A spokesman for the governor said Ms. Brewer had reviewed the case thoroughly, but he provided only boilerplate concerning her reasoning.

“Every executive clemency case is carefully scrutinized as the governor balances the very real and important concepts of public safety, justice and mercy,” the spokesman, Paul Senseman, said in an e-mail message.

Mr. Macumber is 74 and in failing health, with heart problems and arthritis, and the threat he poses to public safety is not obvious.

But Mr. Macumber’s former wife, now known as Carol Kempfert, said he was a dangerous sociopath who deserved to die in prison. She denied making up his confession and tampering with the evidence used to convict him.

It is her former husband, she said, who is a pathological liar. “I was in law enforcement for almost 20 years, and no one came close to being able to manipulate like Bill,” she said. “This man could sell water to a drowning person.”

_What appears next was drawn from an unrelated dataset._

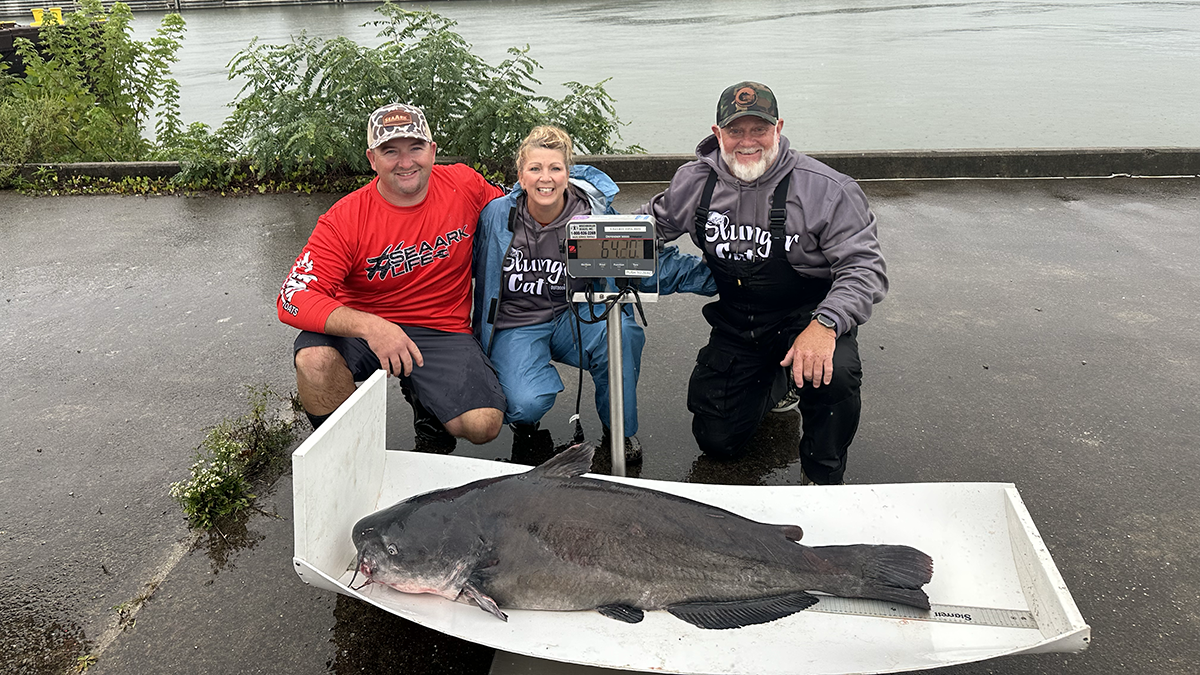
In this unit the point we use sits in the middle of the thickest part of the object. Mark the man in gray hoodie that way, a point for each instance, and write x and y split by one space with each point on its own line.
793 249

Mr. Macumber, she said, would have said anything to save their marriage.

For instance, she said, he once falsely claimed to have a heart condition. “He intimates that if I hang around long enough, he’ll die and I’ll get the insurance money,” she said. “Well, I hung around, and he didn’t die.”

Then he threatened to kill himself. “If you’re going to do it, go outside” she recalled telling her husband. “I don’t want blood on the walls.”

In the course of a half-hour conversation, Ms. Kempfert accused Mr. Macumber of terrible and disturbing crimes beyond the killings in the desert. Asked if he deserved clemency, she said, “Absolutely not.”

“Actually,” she added, “I think he’s lucky. If he had been caught sooner, he would have gotten the death penalty.”

Ms. Kempfert and her son no longer speak. Ronald Kempfert, who took his stepfather’s last name when he was a child, is in the process of changing it back to Macumber.